Is this just a one-off coincidence, or can anyone provide me with an example where the energies are different but the Eigenvalues are the Same?

More importantly suppose we have a free particle with $$E=\frac{{\hbar}^2 k^2}{2m}$$
and a wavefunction $\psi$ satisfying 
$$\frac{d^2 \psi}{dx^2}+k^2\psi=0\tag{4}$$
$(4)$ has two possible solutions:
$$\psi_1(x)=Ae^{ikx}\quad\text{and}\quad\psi_2(x)=Ae^{-ikx}$$
Applying the momentum operator 
$$\hat p=-i\hbar\frac{d}{dx}$$ to the two wavefunctions that solve $(4)$ gives for $\psi_1(x)$
$$\hat p\psi_1(x)=-i\hbar\frac{d}{dx}\left(Ae^{ikx}\right)=-i\hbar(ik)Ae^{ikx}=(\hbar k)Ae^{ikx}=\color{red}{(\hbar k)}\psi_1(x)$$
Similarly for $\psi_2(x)$
$$\hat p\psi_2(x)=\color{red}{-(\hbar k)}\psi_2(x)$$
So I have two degenerate states: $\psi_1(x)$ and $\psi_2(x)$ that apparently share eigenvalues. 
But $$\color{red}{\hbar k} \ne \color{red}{-\hbar k}$$ If the eigenvalues are different how can the states be degenerate? 
Or put in another way; since $\psi_1(x)$ and $\psi_2(x)$ no longer have the same eigenvalue this violates the definition of degenerate states in the first quotation at the beginning of this post.  

EDIT:
It was my understanding that the minus sign belongs to the eigenvalue.
Do we simply consider the absolute value of the eigenvalue so that $\color{red}{\hbar k}$ will be the same for $\psi_1(x)$ and $\psi_2(x)$?
 A: 
Question: do degenerate states always have the same energy?

The answer depends on what one means by degenerate.
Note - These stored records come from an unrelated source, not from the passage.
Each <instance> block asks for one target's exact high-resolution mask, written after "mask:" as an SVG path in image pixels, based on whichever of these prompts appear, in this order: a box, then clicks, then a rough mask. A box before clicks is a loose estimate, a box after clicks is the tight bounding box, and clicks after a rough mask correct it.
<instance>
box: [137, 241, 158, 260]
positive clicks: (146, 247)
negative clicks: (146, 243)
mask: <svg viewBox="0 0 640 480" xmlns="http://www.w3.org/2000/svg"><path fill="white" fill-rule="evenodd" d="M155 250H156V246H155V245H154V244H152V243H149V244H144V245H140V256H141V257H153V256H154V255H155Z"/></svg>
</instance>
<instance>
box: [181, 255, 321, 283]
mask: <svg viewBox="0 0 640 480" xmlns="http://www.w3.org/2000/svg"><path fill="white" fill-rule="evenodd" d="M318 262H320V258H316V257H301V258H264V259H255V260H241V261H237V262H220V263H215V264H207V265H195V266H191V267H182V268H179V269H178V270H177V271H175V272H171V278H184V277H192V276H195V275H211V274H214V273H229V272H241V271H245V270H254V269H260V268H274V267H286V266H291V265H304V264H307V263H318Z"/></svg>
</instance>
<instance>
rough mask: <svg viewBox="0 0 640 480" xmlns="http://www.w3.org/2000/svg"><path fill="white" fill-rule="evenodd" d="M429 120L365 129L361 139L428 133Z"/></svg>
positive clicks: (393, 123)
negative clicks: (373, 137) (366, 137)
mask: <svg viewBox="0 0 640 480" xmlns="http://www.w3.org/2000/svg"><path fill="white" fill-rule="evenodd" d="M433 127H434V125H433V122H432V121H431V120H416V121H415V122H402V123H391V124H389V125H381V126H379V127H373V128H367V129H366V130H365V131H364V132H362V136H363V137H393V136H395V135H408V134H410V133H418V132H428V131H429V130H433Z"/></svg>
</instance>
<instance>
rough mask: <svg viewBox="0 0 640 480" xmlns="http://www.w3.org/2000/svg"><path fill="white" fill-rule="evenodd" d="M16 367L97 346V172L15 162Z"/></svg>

This word typically means two or more states with the same energy, in which case the answer is trivially yes.
On the other hand, it seems that according to your professor, degenerate means two or more states that share the eigenvalue with respect to some operator. This definition is not particularly useful, because all states are eigenvectors of the identity, with eigenvalue one, which means that all states are degenerate. And even if we restrict ourselves to operators other than the identity, the notion of degenerate is still trivial, because one may consider arbitrary projectors of the form $$P=|\varphi_1\rangle\langle\varphi_1|+|\varphi_2\rangle\langle\varphi_2|$$
which would make $\varphi_1,\varphi_2$ degenerate, for any pair of states $\varphi_1,\varphi_2$. In this sense, this definition of degenerate is vacuous.
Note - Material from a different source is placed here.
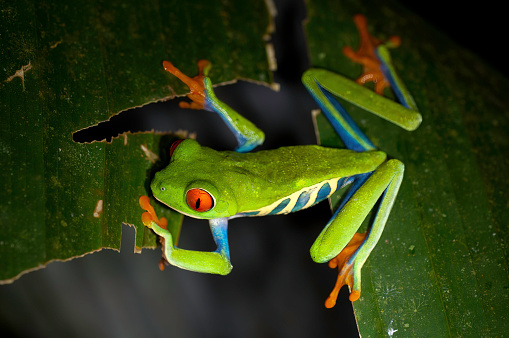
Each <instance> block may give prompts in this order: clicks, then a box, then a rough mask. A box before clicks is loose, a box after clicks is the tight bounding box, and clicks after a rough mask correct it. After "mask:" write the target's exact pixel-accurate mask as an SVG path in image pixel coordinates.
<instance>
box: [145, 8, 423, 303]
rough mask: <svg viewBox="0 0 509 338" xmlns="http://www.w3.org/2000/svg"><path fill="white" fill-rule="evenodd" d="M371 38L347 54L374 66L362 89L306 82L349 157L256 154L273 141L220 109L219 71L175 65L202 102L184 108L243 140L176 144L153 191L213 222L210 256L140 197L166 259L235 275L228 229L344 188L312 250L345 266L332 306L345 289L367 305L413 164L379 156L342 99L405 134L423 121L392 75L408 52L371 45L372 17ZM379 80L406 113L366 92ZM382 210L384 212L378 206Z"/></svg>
mask: <svg viewBox="0 0 509 338" xmlns="http://www.w3.org/2000/svg"><path fill="white" fill-rule="evenodd" d="M355 22H356V24H357V26H358V28H359V30H360V32H361V38H362V42H361V47H360V48H359V50H358V51H357V52H353V51H352V50H351V49H350V48H346V49H345V51H344V52H345V54H347V55H348V56H349V57H350V58H352V59H353V60H356V61H359V62H362V63H363V64H364V68H365V73H364V75H363V76H361V77H360V78H359V79H358V80H357V82H358V83H355V82H353V81H351V80H349V79H346V78H344V77H343V76H341V75H338V74H334V73H332V72H329V71H327V70H323V69H309V70H308V71H306V72H305V73H304V74H303V76H302V82H303V83H304V85H305V86H306V88H307V89H308V90H309V92H310V94H311V95H312V96H313V98H314V99H315V100H316V102H317V103H318V105H319V106H320V108H321V110H322V111H323V113H324V114H325V116H326V117H327V118H328V120H329V121H330V123H331V124H332V126H333V127H334V129H335V130H336V132H337V133H338V134H339V136H340V137H341V139H342V140H343V142H344V143H345V145H346V147H347V149H335V148H326V147H321V146H317V145H306V146H294V147H283V148H279V149H274V150H264V151H258V152H252V153H251V152H249V151H251V150H252V149H253V148H255V147H256V146H258V145H260V144H261V143H262V142H263V140H264V134H263V132H262V131H261V130H260V129H258V128H257V127H256V126H255V125H253V124H252V123H251V122H249V121H248V120H246V119H245V118H244V117H242V115H240V114H238V113H237V112H236V111H234V110H233V109H232V108H230V107H229V106H227V105H226V104H225V103H223V102H222V101H221V100H219V99H218V98H217V97H216V96H215V94H214V91H213V89H212V84H211V81H210V79H209V78H208V77H206V75H207V70H208V67H209V65H210V64H209V63H208V62H207V61H200V62H199V65H198V66H199V69H200V72H199V75H198V76H196V77H194V78H189V77H187V76H186V75H184V74H182V73H181V72H180V71H179V70H178V69H177V68H175V67H174V66H173V65H172V64H171V63H170V62H168V61H165V62H163V66H164V67H165V69H166V70H167V71H169V72H170V73H172V74H174V75H175V76H177V77H178V78H179V79H180V80H182V81H183V82H184V83H186V84H187V85H188V86H189V88H190V90H191V93H190V94H189V95H188V97H189V98H191V100H192V102H191V103H190V104H188V103H181V107H184V108H194V109H205V110H209V111H213V112H216V113H218V114H219V115H220V116H221V118H222V119H223V120H224V121H225V123H226V124H227V125H228V126H229V128H230V129H231V130H232V131H233V133H234V134H235V136H236V138H237V141H238V147H237V149H236V150H235V151H216V150H213V149H211V148H208V147H203V146H201V145H200V144H198V142H196V141H195V140H192V139H186V140H179V141H176V142H175V143H174V144H173V145H172V147H171V149H170V154H171V160H170V164H169V165H168V166H167V167H166V168H165V169H163V170H161V171H160V172H158V173H156V175H155V177H154V179H153V181H152V183H151V190H152V193H153V195H154V197H155V198H156V199H157V200H159V201H160V202H162V203H164V204H166V205H167V206H169V207H170V208H172V209H174V210H176V211H178V212H180V213H182V214H184V215H188V216H190V217H195V218H200V219H208V220H209V224H210V229H211V231H212V235H213V237H214V240H215V242H216V244H217V250H215V251H213V252H202V251H192V250H184V249H180V248H178V247H176V246H174V245H173V242H172V234H171V233H170V232H169V231H168V230H167V229H166V227H165V224H164V220H159V219H158V218H157V215H156V214H155V212H154V209H153V208H152V207H151V206H150V202H149V199H148V197H146V196H142V197H141V198H140V205H141V206H142V208H144V209H145V210H147V212H145V213H144V214H143V215H142V220H143V223H144V224H145V225H146V226H147V227H149V228H150V229H152V230H153V231H154V232H155V233H156V234H157V235H159V236H161V237H162V238H163V239H164V247H163V257H164V259H165V260H166V261H168V262H169V263H171V264H173V265H175V266H178V267H180V268H183V269H188V270H193V271H198V272H205V273H215V274H221V275H226V274H228V273H230V271H231V270H232V265H231V263H230V253H229V248H228V239H227V227H228V221H229V220H231V219H234V218H241V217H247V216H265V215H279V214H286V213H290V212H295V211H298V210H302V209H305V208H308V207H310V206H313V205H315V204H316V203H318V202H320V201H323V200H325V199H327V198H328V197H329V196H330V195H331V194H332V193H334V192H335V191H336V190H338V189H339V188H341V187H344V186H346V185H350V189H349V191H348V193H346V195H345V196H344V198H343V201H342V203H341V205H340V206H339V208H338V209H337V211H336V212H335V214H334V215H333V216H332V218H331V220H330V221H329V222H328V223H327V225H326V226H325V227H324V229H323V230H322V232H321V233H320V234H319V236H318V238H317V239H316V240H315V242H314V244H313V245H312V246H311V250H310V253H311V257H312V259H313V260H314V261H315V262H318V263H324V262H329V266H331V267H333V268H334V267H338V269H339V276H338V279H337V282H336V286H335V287H334V290H333V291H332V293H331V295H330V296H329V298H328V299H327V301H326V303H325V305H326V307H328V308H330V307H333V306H334V305H335V303H336V298H337V295H338V292H339V289H340V288H341V286H342V285H344V284H347V285H348V286H349V287H350V290H351V294H350V300H351V301H355V300H357V299H358V298H359V297H360V290H361V268H362V265H363V264H364V262H365V261H366V259H367V258H368V256H369V254H370V252H371V251H372V250H373V248H374V247H375V245H376V243H377V242H378V239H379V238H380V235H381V233H382V231H383V228H384V226H385V223H386V221H387V218H388V216H389V213H390V210H391V208H392V205H393V204H394V200H395V198H396V195H397V192H398V189H399V186H400V183H401V180H402V179H403V170H404V166H403V163H401V162H400V161H398V160H396V159H391V160H388V161H387V156H386V154H385V153H384V152H381V151H378V150H376V148H375V146H374V145H373V144H372V143H371V141H370V140H369V139H368V138H367V137H366V136H365V135H364V134H363V133H362V131H361V130H360V129H359V128H358V127H357V125H356V124H355V122H354V121H353V120H352V119H351V118H350V116H349V115H348V114H347V112H346V111H345V110H344V108H343V107H342V106H341V105H340V104H339V103H338V101H337V100H336V99H335V98H334V95H337V96H339V97H341V98H343V99H345V100H347V101H350V102H352V103H354V104H356V105H358V106H360V107H362V108H364V109H365V110H367V111H370V112H372V113H374V114H377V115H378V116H380V117H382V118H385V119H387V120H388V121H391V122H393V123H395V124H397V125H399V126H401V127H403V128H405V129H408V130H413V129H415V128H417V127H418V126H419V124H420V122H421V115H420V114H419V113H418V112H417V111H416V106H415V103H414V101H413V99H412V97H411V96H410V94H409V93H408V91H407V90H406V89H405V87H404V85H403V82H402V81H401V80H400V79H399V77H398V76H397V75H396V73H395V71H394V68H393V67H392V64H391V60H390V57H389V54H388V51H387V47H393V46H395V45H397V44H399V42H398V39H396V38H391V39H389V41H388V43H386V44H381V43H380V42H379V41H378V40H376V39H374V38H373V37H371V36H369V33H367V29H366V22H365V18H364V17H362V16H356V18H355ZM366 81H375V82H376V86H375V90H376V92H378V93H381V92H382V91H383V88H384V87H386V86H388V85H389V84H390V85H391V86H392V88H393V90H394V92H395V93H396V95H397V97H398V99H399V101H400V102H401V105H400V104H398V103H395V102H393V101H391V100H389V99H386V98H384V97H383V96H380V95H376V94H374V93H373V92H372V91H371V90H369V89H366V88H364V87H362V86H361V85H360V84H359V83H361V84H362V83H364V82H366ZM378 201H379V203H378V204H377V202H378ZM375 206H376V208H377V209H376V211H375V212H376V216H375V218H374V221H373V222H372V224H371V226H370V227H369V229H368V231H367V232H366V233H363V234H360V233H356V232H357V230H358V228H359V227H360V225H361V223H362V222H363V220H364V218H365V217H366V216H367V214H368V213H369V212H370V211H371V210H372V209H373V208H375Z"/></svg>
Finally, if by degenerate we mean eigenvectors that share the eigenvalue with respect to a particular operator $A$ (fixed, i.e., not arbitrary), then the question becomes more interesting: given a pair of states $a_1,a_2$, such that
$$
\begin{aligned}
A|a_1\rangle&=a|a_1\rangle\\
A|a_2\rangle&=a|a_2\rangle
\end{aligned}
$$
then do we necessarily have
$$
\begin{aligned}
H|a_1\rangle&=E|a_1\rangle\\
H|a_2\rangle&=E|a_2\rangle
\end{aligned}
$$
for some energy $E$?
The answer is not necessarily, as can be seen by constructing simple counter-examples.
A: The most common reference to the word 'degenerate' is when we refer to the energy eigenstates. If the eigenvalue of the energy operator is same for more than one state of the system, such states are called degenerate. 
\begin{aligned}
H|a_1\rangle&=E|a_1\rangle\\
H|a_2\rangle&=E|a_2\rangle
\end{aligned}
There is also a different definition of degenerate, in a general sense. 
If two or more eigenstates for some fixed("given") operator say A have the same eigenvalue, then those states are called as degenerate. The interesting observation about eigenstates is that if you have two eigenstates say,  \begin{aligned}
|a_1\rangle, |a_2\rangle
\end{aligned}
for some observable A, then any linear combination of them is also an eigenstate and hence, we have a 2 dimensional eigenspace, and we have a degree of freedom in the choice of the two eigenvectors from the eigenspace. Similarly, the more the degeneracy, the higher the dimension of the eigenspace. 
Okay, now let's suppose you want to uniquely specify a quantum state. What do you do?
This is how we can do it :- 
1) You find the eigenvalues corresponding to some observable,(say X) but it turned out to show degenerate values for some of it's eigenstates. Hence, just labeling the states using only X is not enough to distinguish the states uniquely.
2)You find another observable which commutes with X,(say Y) so that it has the same set of eigenvectors as X. The eigenvalues of this operator provided unique values for some of the eigenvectors and hence, a greater number of states can 
now be uniquely specified but suppose there are still eigenvectors which are degenerate that is have the same eigenvalue for both X and Y. What do we do?
We execute step 3.
3)Find another such commuting observable and keep on doing so till every eigenstate can be labeled uniquely. This is why we say that in QM, the state of any system is specified by the Complete set of Commuting Observable's. 
The above mentioned thought process was carried out to show the role of degeneracy and what it exactly is, in a general sense.
There is much more to degenracy than just this. For example, Symmetry of a system with respect to some observable results in degenrate states of that observable.
As I am a 2nd year undergrad. Hence, some of the things mentioned might be wrong. If anyone wants to correct or add something, feel free to do so. I love critics. They help us be better versions of ourselves!!